Em 17 de dezembro de 1997, após empatar, no Morumbi, o River bateu por 2-1 o São Paulo e sagrou-se campeão, de maneira inédita, da Supercopa da Libertadores. Já no dia 21, ao empatar fora de casa em 1-1 com o Vélez Sarsfield, conquistou o Apertura de 1997, desbancado o Boca de Juniors de Diego Maradona.
Em 1º de agosto de 1999, Enzo regressou ao gramado do Monumental de Núñez, para sua partida de despedida, um amistoso contra o Peñarol. Os mais de 60 mil presentes, nos quais incluíam até alguns “hinchas” do Boca, assistiram “El Príncipe” balançar as redes duas vezes e o River vencer por 3-0.
Conforme o dia do jogo se aproximava, o compositor argentino, Ignacio Copani, em homenagem a Francescoli, lançou a música “Inmenzo”, cantada na despedida, a qual termina com o pedido:
“Quero te ver mais uma vez, querido Inmenzo, Quero te ver mais uma vez, te suplico”.
Ao todo, Enzo Francescoli defendeu a camisa do River Plate em 286 partidas, tendo marcado 137 gols, 7º maior artilheiro da história do clube, e 3º estrangeiro que mais balançou as redes na Argentina, atrás apenas de Arsenio Erico e Delfín Benítez Cáceres.

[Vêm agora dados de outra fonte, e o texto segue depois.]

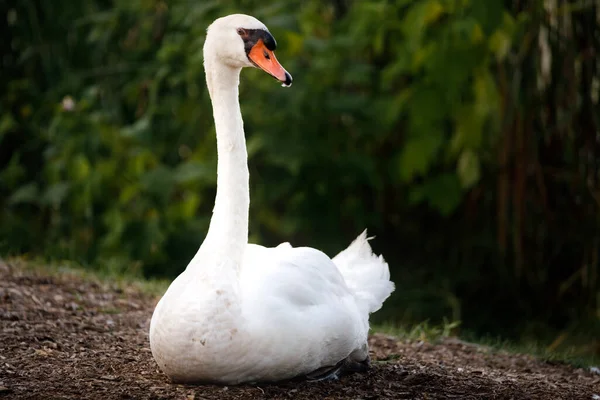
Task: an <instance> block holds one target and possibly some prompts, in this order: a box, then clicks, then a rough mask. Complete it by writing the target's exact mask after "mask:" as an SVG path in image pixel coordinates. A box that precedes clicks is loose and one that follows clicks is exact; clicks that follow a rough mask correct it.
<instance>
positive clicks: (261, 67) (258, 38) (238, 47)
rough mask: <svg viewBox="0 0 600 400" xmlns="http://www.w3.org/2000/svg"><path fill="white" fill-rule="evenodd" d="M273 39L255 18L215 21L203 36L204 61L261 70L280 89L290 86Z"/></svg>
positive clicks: (291, 83)
mask: <svg viewBox="0 0 600 400" xmlns="http://www.w3.org/2000/svg"><path fill="white" fill-rule="evenodd" d="M276 47H277V42H275V38H274V37H273V35H271V33H270V32H269V30H268V29H267V27H266V26H265V25H264V24H263V23H262V22H260V21H259V20H257V19H256V18H254V17H251V16H249V15H244V14H233V15H228V16H226V17H222V18H219V19H217V20H215V21H214V22H213V23H212V24H211V25H210V26H209V27H208V30H207V32H206V42H205V43H204V58H205V60H207V59H213V60H215V61H218V62H220V63H223V64H225V65H228V66H230V67H234V68H243V67H256V68H260V69H262V70H263V71H265V72H266V73H268V74H269V75H271V76H272V77H273V78H275V79H277V80H278V81H280V82H282V84H283V86H291V85H292V76H291V75H290V74H289V73H288V72H287V71H286V70H285V69H284V68H283V67H282V66H281V64H279V61H277V58H276V57H275V53H274V50H275V48H276Z"/></svg>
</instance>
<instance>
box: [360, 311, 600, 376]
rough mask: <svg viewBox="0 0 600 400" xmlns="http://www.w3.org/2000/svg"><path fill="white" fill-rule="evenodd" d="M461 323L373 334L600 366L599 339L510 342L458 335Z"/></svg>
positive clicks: (564, 338) (499, 340)
mask: <svg viewBox="0 0 600 400" xmlns="http://www.w3.org/2000/svg"><path fill="white" fill-rule="evenodd" d="M459 326H460V323H459V322H449V321H444V322H443V323H442V324H440V325H434V324H430V323H429V322H428V321H425V322H422V323H420V324H416V325H412V326H398V325H393V324H381V325H374V326H372V330H373V332H379V333H384V334H388V335H392V336H396V337H398V338H400V339H404V340H408V341H425V342H429V343H439V342H441V341H442V340H443V339H445V338H448V337H456V338H458V339H461V340H464V341H465V342H469V343H473V344H477V345H480V346H485V347H488V348H489V349H490V350H491V351H497V352H500V351H504V352H507V353H510V354H529V355H532V356H534V357H536V358H538V359H540V360H543V361H547V362H550V363H563V364H568V365H572V366H574V367H576V368H586V367H591V366H598V365H600V355H598V353H597V352H594V350H593V346H594V343H595V340H596V338H595V337H578V338H575V337H573V338H571V339H569V335H566V334H565V335H563V336H562V339H561V336H559V337H558V338H556V339H554V340H551V341H550V340H548V341H542V340H539V341H533V340H523V341H521V342H515V341H509V340H506V339H502V338H497V337H481V336H477V335H474V334H472V333H462V334H460V333H457V331H458V327H459Z"/></svg>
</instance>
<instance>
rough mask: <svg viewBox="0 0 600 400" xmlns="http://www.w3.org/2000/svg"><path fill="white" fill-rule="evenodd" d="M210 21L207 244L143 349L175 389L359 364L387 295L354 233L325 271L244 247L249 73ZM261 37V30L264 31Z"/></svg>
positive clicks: (252, 249)
mask: <svg viewBox="0 0 600 400" xmlns="http://www.w3.org/2000/svg"><path fill="white" fill-rule="evenodd" d="M238 27H242V28H247V29H263V28H264V25H262V23H260V21H258V20H256V19H255V18H253V17H249V16H243V15H239V14H238V15H234V16H229V17H224V18H220V19H218V20H216V21H215V22H214V23H213V24H212V25H211V27H210V28H209V29H208V33H207V39H206V43H205V46H204V54H205V69H206V76H207V85H208V88H209V92H210V95H211V100H212V103H213V111H214V112H213V114H214V119H215V127H216V131H217V152H218V160H219V161H218V167H217V195H216V199H215V207H214V211H213V216H212V218H211V223H210V228H209V231H208V234H207V236H206V238H205V240H204V242H203V243H202V245H201V246H200V248H199V250H198V252H197V253H196V255H195V256H194V258H193V259H192V260H191V262H190V263H189V265H188V267H187V268H186V270H185V271H184V272H183V273H182V274H181V275H179V276H178V277H177V278H176V279H175V280H174V281H173V283H172V284H171V285H170V286H169V288H168V289H167V291H166V293H165V294H164V296H163V297H162V299H161V300H160V301H159V303H158V304H157V306H156V308H155V310H154V314H153V315H152V320H151V323H150V347H151V350H152V354H153V356H154V358H155V360H156V362H157V364H158V366H159V367H160V369H161V370H162V371H163V372H164V373H165V374H167V375H168V376H169V377H170V378H171V379H172V380H173V381H175V382H190V383H199V382H217V383H223V384H236V383H241V382H248V381H278V380H282V379H287V378H292V377H295V376H299V375H304V374H308V373H311V372H313V371H315V370H317V369H319V368H321V367H329V366H333V365H336V364H337V363H338V362H340V361H342V360H344V359H346V358H349V359H351V360H353V361H364V360H365V359H366V358H367V357H368V346H367V334H368V330H369V322H368V321H369V313H370V312H372V311H375V310H377V309H378V308H379V307H381V303H382V302H383V301H384V300H385V298H386V297H387V296H389V294H390V293H391V291H392V290H393V284H392V283H391V282H390V281H389V270H388V266H387V264H386V263H385V261H383V258H381V257H380V258H377V257H375V256H374V255H373V253H372V252H371V248H370V247H369V245H368V243H367V239H366V232H363V234H362V235H361V236H359V237H358V239H356V240H355V241H354V242H353V243H352V244H351V245H350V247H349V248H348V249H346V250H344V251H343V252H341V253H340V254H339V255H338V256H337V257H336V258H335V259H334V260H333V261H332V260H331V259H330V258H329V257H327V256H326V255H325V254H324V253H322V252H320V251H318V250H315V249H312V248H307V247H300V248H293V247H292V246H291V245H290V244H289V243H283V244H281V245H279V246H277V247H275V248H265V247H262V246H257V245H252V244H248V208H249V201H250V199H249V176H248V175H249V174H248V165H247V153H246V144H245V139H244V131H243V121H242V117H241V113H240V108H239V102H238V83H239V73H240V70H241V68H242V67H244V66H250V65H252V64H251V63H250V62H249V61H248V59H247V57H246V54H245V53H244V46H243V42H242V41H241V38H240V37H239V35H238V34H237V33H236V28H238ZM264 29H266V28H264Z"/></svg>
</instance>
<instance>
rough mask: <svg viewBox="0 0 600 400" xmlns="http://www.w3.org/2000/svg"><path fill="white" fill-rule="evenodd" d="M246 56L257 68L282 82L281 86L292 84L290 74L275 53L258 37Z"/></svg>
mask: <svg viewBox="0 0 600 400" xmlns="http://www.w3.org/2000/svg"><path fill="white" fill-rule="evenodd" d="M248 58H249V59H250V61H252V63H254V65H256V66H257V67H258V68H260V69H262V70H263V71H265V72H266V73H268V74H269V75H271V76H272V77H273V78H275V79H277V80H278V81H280V82H282V83H283V84H282V86H285V87H288V86H292V76H291V75H290V74H289V73H288V72H287V71H286V70H285V69H284V68H283V67H282V66H281V64H279V61H277V57H275V53H273V52H272V51H271V50H269V49H267V46H265V43H264V42H263V41H262V39H259V40H258V42H256V44H255V45H254V46H253V47H252V49H251V50H250V52H249V53H248Z"/></svg>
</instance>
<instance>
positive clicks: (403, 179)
mask: <svg viewBox="0 0 600 400" xmlns="http://www.w3.org/2000/svg"><path fill="white" fill-rule="evenodd" d="M442 144H443V138H442V137H441V135H437V134H430V135H427V136H419V137H415V138H411V139H410V140H409V141H408V142H407V143H406V144H405V145H404V147H403V148H402V152H401V153H400V157H399V159H398V169H399V176H400V179H401V180H402V181H404V182H409V181H411V180H412V179H413V178H414V177H415V176H417V175H423V174H425V173H426V172H427V171H428V170H429V168H430V166H431V165H432V164H433V162H434V161H435V159H436V157H437V154H438V152H439V150H440V148H441V147H442Z"/></svg>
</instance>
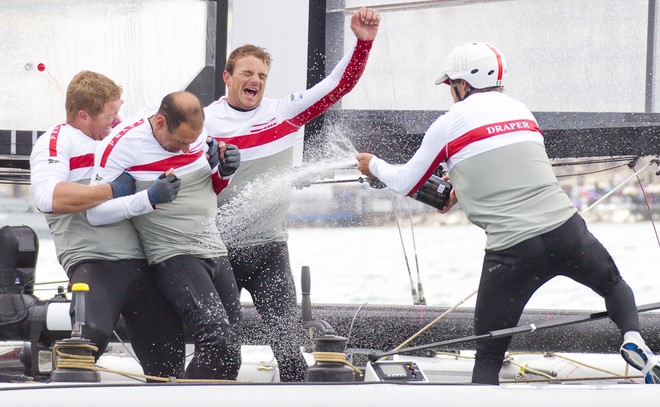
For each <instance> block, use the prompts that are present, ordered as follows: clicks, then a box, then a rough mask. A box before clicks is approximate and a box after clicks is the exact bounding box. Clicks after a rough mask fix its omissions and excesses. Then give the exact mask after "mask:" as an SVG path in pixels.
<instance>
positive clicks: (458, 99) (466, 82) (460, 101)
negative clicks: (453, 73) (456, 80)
mask: <svg viewBox="0 0 660 407" xmlns="http://www.w3.org/2000/svg"><path fill="white" fill-rule="evenodd" d="M449 82H450V83H451V87H452V88H453V89H454V93H456V98H457V99H458V101H459V102H461V101H463V100H465V98H467V97H468V96H470V95H471V94H472V90H473V88H472V86H470V84H469V83H468V87H467V90H466V91H465V96H463V97H461V94H460V92H459V91H458V85H456V81H455V80H453V79H450V80H449ZM465 83H467V82H465Z"/></svg>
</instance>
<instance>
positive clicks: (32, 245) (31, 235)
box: [0, 225, 39, 294]
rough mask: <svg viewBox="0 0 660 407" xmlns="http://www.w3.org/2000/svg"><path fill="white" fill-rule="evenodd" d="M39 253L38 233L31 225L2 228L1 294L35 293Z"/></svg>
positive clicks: (1, 228)
mask: <svg viewBox="0 0 660 407" xmlns="http://www.w3.org/2000/svg"><path fill="white" fill-rule="evenodd" d="M38 253H39V240H38V239H37V234H36V233H35V232H34V230H32V228H30V227H29V226H24V225H23V226H3V227H2V228H0V294H33V293H34V277H35V269H36V266H37V255H38Z"/></svg>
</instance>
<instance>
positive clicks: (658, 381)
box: [621, 341, 660, 384]
mask: <svg viewBox="0 0 660 407" xmlns="http://www.w3.org/2000/svg"><path fill="white" fill-rule="evenodd" d="M621 357H623V359H624V360H625V361H626V362H627V363H628V364H629V365H630V366H632V367H634V368H635V369H637V370H639V371H641V372H642V374H644V382H645V383H647V384H660V358H659V357H657V356H655V355H654V354H653V353H652V352H651V351H650V350H649V349H648V348H647V347H646V346H643V345H642V346H640V345H639V344H637V343H635V341H628V342H625V343H624V344H623V345H621Z"/></svg>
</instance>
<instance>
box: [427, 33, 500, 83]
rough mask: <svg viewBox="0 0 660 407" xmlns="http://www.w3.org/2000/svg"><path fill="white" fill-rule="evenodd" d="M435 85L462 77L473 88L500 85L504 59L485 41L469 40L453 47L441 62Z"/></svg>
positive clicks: (491, 45)
mask: <svg viewBox="0 0 660 407" xmlns="http://www.w3.org/2000/svg"><path fill="white" fill-rule="evenodd" d="M441 73H442V76H440V77H439V78H438V79H437V80H436V81H435V84H436V85H440V84H441V83H446V81H448V80H450V79H451V80H455V79H463V80H465V81H467V83H469V84H470V86H472V87H473V88H475V89H483V88H491V87H495V86H502V83H503V80H504V76H505V75H506V60H505V59H504V55H502V53H501V52H500V51H498V49H497V48H495V47H493V46H492V45H489V44H486V43H485V42H469V43H467V44H463V45H460V46H458V47H456V48H454V49H453V50H452V51H451V52H450V53H449V56H448V57H447V59H446V60H445V62H444V63H443V64H442V70H441Z"/></svg>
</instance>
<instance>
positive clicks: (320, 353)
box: [312, 352, 363, 375]
mask: <svg viewBox="0 0 660 407" xmlns="http://www.w3.org/2000/svg"><path fill="white" fill-rule="evenodd" d="M312 356H314V360H315V361H316V362H322V363H323V362H326V363H341V364H343V365H346V366H348V367H350V368H351V369H353V371H354V372H355V373H357V374H359V375H361V374H363V372H362V370H360V369H358V368H357V367H355V366H354V365H353V364H352V363H351V362H349V361H348V360H346V354H345V353H340V352H312Z"/></svg>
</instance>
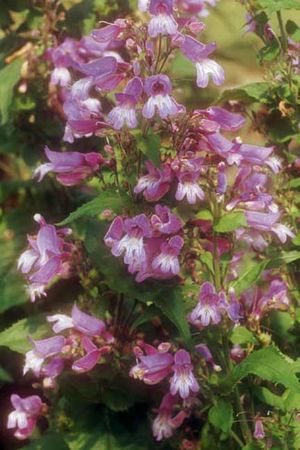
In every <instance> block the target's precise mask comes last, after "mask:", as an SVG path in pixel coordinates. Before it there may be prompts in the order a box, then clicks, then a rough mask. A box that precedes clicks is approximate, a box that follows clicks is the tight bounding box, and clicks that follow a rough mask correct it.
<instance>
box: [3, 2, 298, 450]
mask: <svg viewBox="0 0 300 450" xmlns="http://www.w3.org/2000/svg"><path fill="white" fill-rule="evenodd" d="M130 9H132V10H133V11H136V1H135V0H61V1H56V0H0V231H1V232H0V330H2V329H4V328H6V327H8V326H9V325H10V324H11V323H13V322H15V321H16V320H18V319H21V318H23V317H27V316H28V315H32V314H34V313H35V312H37V311H39V312H41V311H43V312H45V311H47V310H48V309H49V308H52V309H53V306H54V305H55V302H62V301H63V302H71V301H73V300H74V298H76V295H78V292H80V286H79V283H78V282H77V281H76V280H70V281H68V282H62V283H60V284H59V286H55V287H54V288H53V289H51V290H50V292H49V296H48V299H47V302H44V303H43V304H39V306H38V307H37V306H36V305H34V304H29V303H28V295H27V293H26V290H25V288H24V286H23V280H22V278H21V277H19V275H18V274H17V270H16V261H17V258H18V256H19V254H20V252H21V251H22V250H23V249H24V248H25V247H26V234H27V233H32V232H34V230H35V228H34V227H35V225H34V222H33V220H32V216H33V215H34V214H35V213H36V212H39V213H41V214H42V215H44V216H45V217H46V219H49V221H50V222H58V221H60V220H62V219H64V218H65V217H66V216H67V215H68V214H69V213H70V212H71V211H73V210H74V209H75V208H76V206H77V204H78V203H82V199H83V198H87V197H88V196H89V190H90V189H93V185H92V184H90V185H88V186H85V187H84V188H80V187H79V188H75V189H72V190H68V189H65V188H63V187H62V186H60V185H58V183H56V182H55V181H54V179H53V178H51V177H47V180H45V181H44V182H43V183H41V184H37V183H36V182H35V181H34V180H32V172H33V170H34V168H35V167H36V166H37V165H38V163H39V162H41V161H43V148H44V146H45V145H49V147H50V148H52V149H60V148H61V149H62V148H66V149H67V148H68V145H67V144H65V143H63V142H62V136H63V129H64V120H63V116H62V113H61V109H60V107H59V102H58V100H57V93H56V92H55V90H53V88H51V87H50V86H49V74H50V71H51V65H50V63H49V61H48V60H47V58H46V57H45V52H46V49H47V48H48V47H49V46H50V45H53V44H55V43H56V42H58V43H59V42H61V41H62V40H63V39H64V38H65V37H66V36H71V37H74V38H78V39H80V37H81V36H82V35H84V34H88V33H89V32H90V31H91V29H92V28H93V27H95V26H97V24H98V22H99V20H101V19H102V18H105V20H110V19H111V20H113V19H115V18H116V17H121V16H124V14H126V13H127V12H129V11H130ZM136 14H137V13H136ZM296 14H298V19H300V13H299V11H298V13H296ZM284 16H285V19H288V18H289V17H290V18H292V19H293V20H297V18H296V17H295V12H294V11H293V12H292V13H291V12H289V11H285V12H284ZM204 22H205V23H206V25H207V27H206V29H205V31H204V32H203V34H202V40H203V41H204V42H211V41H216V43H217V52H216V53H215V57H216V59H217V60H218V62H220V63H221V64H222V65H223V67H224V69H225V72H226V82H225V85H224V86H222V90H226V89H232V88H236V87H239V86H241V85H247V84H249V83H254V82H261V81H264V74H265V71H264V70H263V68H262V67H261V66H260V64H259V61H258V60H257V52H258V50H259V48H260V47H261V42H260V40H259V38H258V37H256V36H255V35H254V34H250V33H245V30H244V25H245V8H244V7H243V6H242V5H241V4H240V2H238V1H235V0H219V3H218V6H217V7H216V8H213V9H212V10H211V14H210V16H209V17H208V18H206V19H204ZM273 26H274V28H275V29H276V28H277V24H275V23H274V24H273ZM194 71H195V69H194V67H193V66H192V64H189V62H187V60H183V59H181V58H180V57H178V58H177V59H175V60H174V61H173V62H172V67H171V72H172V80H173V83H174V86H175V89H176V91H177V97H178V99H179V100H180V101H181V102H183V103H186V104H189V105H190V107H191V108H192V107H194V108H203V107H207V106H208V105H210V104H212V103H215V102H217V101H218V98H219V97H220V95H221V92H220V89H217V88H215V87H212V86H210V87H209V89H205V90H201V89H197V88H196V85H195V84H193V83H194V81H193V82H192V83H191V80H194V79H195V73H194ZM262 98H263V97H262ZM262 101H264V100H262ZM246 135H247V140H248V142H262V141H263V140H264V138H263V137H262V135H261V134H259V133H258V132H257V130H255V129H254V127H253V126H252V125H251V122H250V120H249V122H248V124H247V126H246V127H245V129H244V131H243V135H242V137H246ZM98 142H99V140H98ZM97 145H99V143H98V144H97ZM100 145H101V141H100ZM93 146H95V141H93V139H82V140H78V141H77V142H76V143H75V145H73V146H72V149H73V150H80V149H81V150H87V149H89V150H92V149H93ZM50 305H51V306H50ZM17 358H19V357H18V356H17V355H16V356H15V359H14V358H12V357H11V353H10V356H9V361H8V358H7V352H6V351H5V350H4V349H1V351H0V388H1V386H2V387H5V393H6V394H5V395H6V397H7V398H8V395H9V393H10V392H12V391H15V390H16V384H18V392H20V393H21V394H22V389H23V390H24V389H26V387H25V384H24V386H23V387H22V385H20V383H22V382H23V381H19V380H20V372H19V371H20V367H21V364H17V363H18V360H17ZM1 360H2V363H1ZM4 361H5V367H6V370H4V368H3V365H4ZM70 388H71V387H70ZM77 388H78V386H77V387H75V390H76V389H77ZM0 395H1V392H0ZM71 395H72V393H71ZM7 407H8V404H4V405H2V407H1V410H2V412H3V411H4V413H3V414H1V416H2V418H5V417H6V414H5V409H6V408H7ZM99 414H100V416H101V414H102V412H100V413H99ZM100 416H99V417H100ZM2 418H1V419H0V420H2ZM106 420H108V419H107V418H106ZM93 424H94V422H93ZM3 429H4V424H3V423H1V424H0V436H1V435H2V434H3V433H2V430H3ZM53 439H54V440H51V441H50V443H49V449H50V448H51V450H52V449H54V448H55V447H56V444H55V442H56V441H55V439H59V437H53ZM14 445H15V443H13V441H11V442H8V443H7V442H4V441H3V442H1V437H0V448H7V449H9V450H11V449H13V448H14ZM78 445H79V444H78ZM87 445H88V444H87ZM118 445H119V446H120V447H117V446H116V445H115V446H114V447H113V448H127V447H126V444H125V443H123V444H122V443H119V444H118ZM30 448H31V447H30ZM34 448H37V447H34ZM72 448H73V447H72ZM74 448H83V447H80V446H78V447H76V446H75V445H74ZM84 448H86V449H88V450H91V449H92V448H94V447H92V446H89V447H84ZM95 448H96V447H95ZM97 448H99V447H97ZM103 448H104V447H103ZM43 449H44V447H43Z"/></svg>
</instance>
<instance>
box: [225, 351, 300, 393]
mask: <svg viewBox="0 0 300 450" xmlns="http://www.w3.org/2000/svg"><path fill="white" fill-rule="evenodd" d="M250 374H252V375H256V376H258V377H260V378H262V379H263V380H267V381H270V382H271V383H274V384H281V385H283V386H285V387H287V388H289V389H291V390H293V391H294V392H295V393H298V394H300V382H299V380H298V378H297V377H296V375H295V373H294V367H293V362H290V361H289V360H288V359H287V358H285V357H284V355H283V354H282V353H281V352H280V351H279V350H278V349H277V348H275V347H267V348H263V349H260V350H257V351H254V352H253V353H251V355H249V356H248V357H247V358H246V359H244V361H242V362H241V364H239V365H238V366H236V367H235V368H234V369H233V372H232V377H233V381H234V382H238V381H240V380H242V379H243V378H245V377H246V376H247V375H250Z"/></svg>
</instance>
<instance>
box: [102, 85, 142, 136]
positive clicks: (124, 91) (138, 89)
mask: <svg viewBox="0 0 300 450" xmlns="http://www.w3.org/2000/svg"><path fill="white" fill-rule="evenodd" d="M142 92H143V83H142V81H141V79H140V78H139V77H135V78H133V79H132V80H130V81H129V83H128V84H127V86H126V88H125V91H124V93H123V94H116V100H117V102H118V106H116V107H115V108H113V109H112V110H111V111H110V113H109V114H108V122H109V123H111V124H112V126H113V127H114V129H115V130H120V129H121V128H123V127H124V126H127V127H128V128H136V126H137V117H136V111H135V106H136V104H137V102H138V100H139V98H140V96H141V94H142Z"/></svg>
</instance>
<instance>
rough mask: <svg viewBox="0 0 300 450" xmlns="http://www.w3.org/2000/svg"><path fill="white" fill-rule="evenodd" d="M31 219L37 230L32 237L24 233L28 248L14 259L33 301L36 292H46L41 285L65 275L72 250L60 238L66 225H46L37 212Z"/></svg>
mask: <svg viewBox="0 0 300 450" xmlns="http://www.w3.org/2000/svg"><path fill="white" fill-rule="evenodd" d="M34 219H35V221H36V222H38V223H39V225H40V230H39V232H38V234H37V236H36V237H35V236H28V242H29V246H30V249H29V250H26V251H25V252H24V253H22V254H21V256H20V257H19V260H18V269H19V270H21V272H22V273H23V274H25V275H26V278H27V280H28V282H29V290H30V295H31V301H33V302H34V301H35V298H36V296H41V295H44V296H46V293H45V288H46V287H47V285H48V284H49V283H50V282H51V281H53V280H54V278H55V277H57V276H60V277H68V276H69V274H70V262H71V257H72V253H73V251H74V246H73V245H72V244H69V243H67V242H66V241H65V240H64V237H65V236H66V235H68V234H70V229H66V228H62V229H60V230H57V229H56V228H55V227H54V226H53V225H48V224H47V223H46V221H45V219H44V218H43V217H42V216H41V215H40V214H35V216H34Z"/></svg>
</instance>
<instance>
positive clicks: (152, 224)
mask: <svg viewBox="0 0 300 450" xmlns="http://www.w3.org/2000/svg"><path fill="white" fill-rule="evenodd" d="M150 221H151V225H152V227H153V229H154V231H155V232H157V233H159V234H173V233H177V232H178V231H179V230H181V229H182V227H183V223H182V221H181V219H180V218H179V217H178V216H176V215H175V214H172V213H171V211H170V209H169V208H168V207H167V206H161V205H156V206H155V214H153V215H152V217H151V219H150Z"/></svg>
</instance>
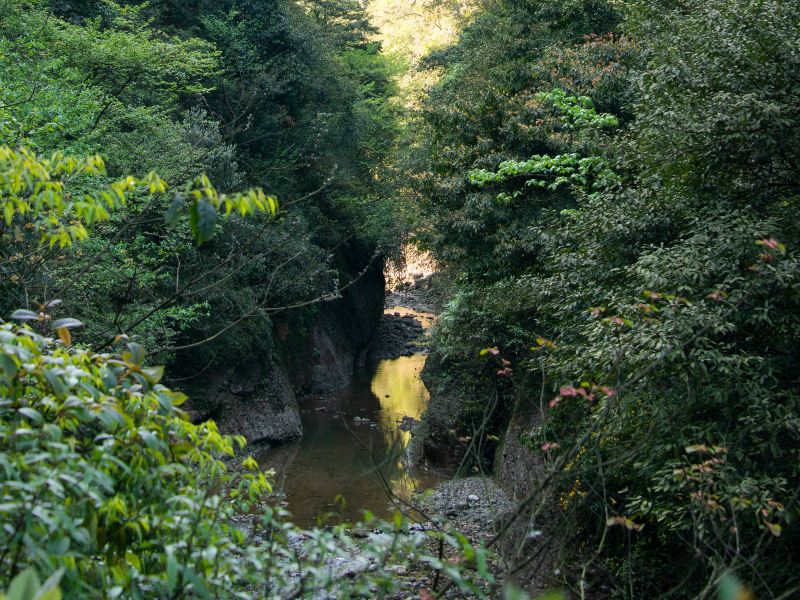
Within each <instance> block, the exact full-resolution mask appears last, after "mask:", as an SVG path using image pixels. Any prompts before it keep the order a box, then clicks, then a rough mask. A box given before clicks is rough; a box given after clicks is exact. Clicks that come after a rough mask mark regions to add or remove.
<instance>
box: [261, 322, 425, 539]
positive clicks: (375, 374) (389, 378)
mask: <svg viewBox="0 0 800 600" xmlns="http://www.w3.org/2000/svg"><path fill="white" fill-rule="evenodd" d="M394 310H395V309H392V311H394ZM425 359H426V355H425V354H415V355H413V356H404V357H400V358H395V359H391V360H382V361H380V362H378V363H377V364H374V365H370V366H368V367H366V368H365V369H363V370H362V371H361V372H359V373H356V376H355V378H354V381H353V384H352V385H351V386H350V387H349V388H348V389H346V390H343V391H341V392H338V393H335V394H331V395H326V396H321V397H312V398H308V399H306V400H304V402H303V403H302V412H301V419H302V423H303V437H302V438H301V439H299V440H297V441H294V442H291V443H288V444H285V445H282V446H276V447H270V448H266V449H265V450H263V451H262V452H261V453H260V454H259V455H257V456H256V459H257V460H258V462H259V464H260V465H261V466H262V468H265V469H274V471H275V479H276V485H277V487H278V489H279V490H282V491H283V492H284V493H285V495H286V500H287V502H288V510H289V511H290V512H291V513H292V520H293V521H294V522H295V523H297V524H298V525H300V526H310V525H313V524H315V523H316V522H317V518H318V517H319V516H320V515H325V514H332V515H335V516H334V519H344V520H348V521H353V520H358V519H361V518H363V511H364V509H368V510H370V511H371V512H372V513H373V514H375V515H376V516H379V517H388V516H390V515H391V513H392V512H393V510H392V509H391V508H390V500H389V494H387V490H386V487H387V486H388V487H389V488H390V489H391V491H392V492H393V493H394V494H397V495H398V496H400V497H403V498H410V497H411V496H412V495H413V493H414V491H415V490H418V489H427V488H429V487H432V486H434V485H435V484H436V483H437V482H438V479H437V478H436V477H435V476H434V475H433V474H431V473H428V472H426V471H423V470H420V469H416V468H413V467H410V466H409V465H408V464H407V461H406V460H405V452H404V451H405V448H406V447H407V445H408V443H409V441H410V439H411V434H410V433H408V432H407V431H404V430H403V429H402V428H401V423H402V420H403V418H404V417H411V418H413V419H419V418H420V416H421V415H422V412H423V411H424V410H425V406H426V404H427V401H428V391H427V389H425V384H424V383H423V382H422V379H421V378H420V373H421V371H422V368H423V366H424V365H425Z"/></svg>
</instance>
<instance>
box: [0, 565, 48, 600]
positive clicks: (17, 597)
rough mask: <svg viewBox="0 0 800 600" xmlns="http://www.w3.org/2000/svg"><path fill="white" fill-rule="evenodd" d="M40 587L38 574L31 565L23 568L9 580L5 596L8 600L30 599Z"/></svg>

Pouco antes de ser aposentar, o ídolo dizia que assumiria algum dia o comando técnico de “Los Millionarios”. Apesar da vontade nunca ter sido concretizada, oportunidades para tal não faltaram.
“(Me convidaram para ser técnico do River) cinco ou seis vezes, cada vez que houve problemas. A primeira foi quando jogava. Disse à Davicce: ‘Mas estou jogando tão mal?’ Foi antes de uma partida contra o Boca, em Mar del Plata; haviam dado um ultimato a Ramón Díaz, eu tinha acabado de operar o ombro e ganhamos por 1-0 com gol meu. Então, para dar apoio, chamei ele para subir no pódio. A última vez foi depois de Passarella”, contou.
Casado com Mariela Yern desde 1984, e pai de dois filhos, Bruno e Marco, Francescoli retornou, após 23 anos, ao River Plate no final de 2013. Contratado pelo presidente do Rodolfo D’Onofrio, o ídolo assumiu a Secretária Técnica, sendo responsável direto pela implementação de uma metodologia voltada para as canteras, bem como pela chegada de Gallardo e, consequentemente, do período vitorioso recente do clube.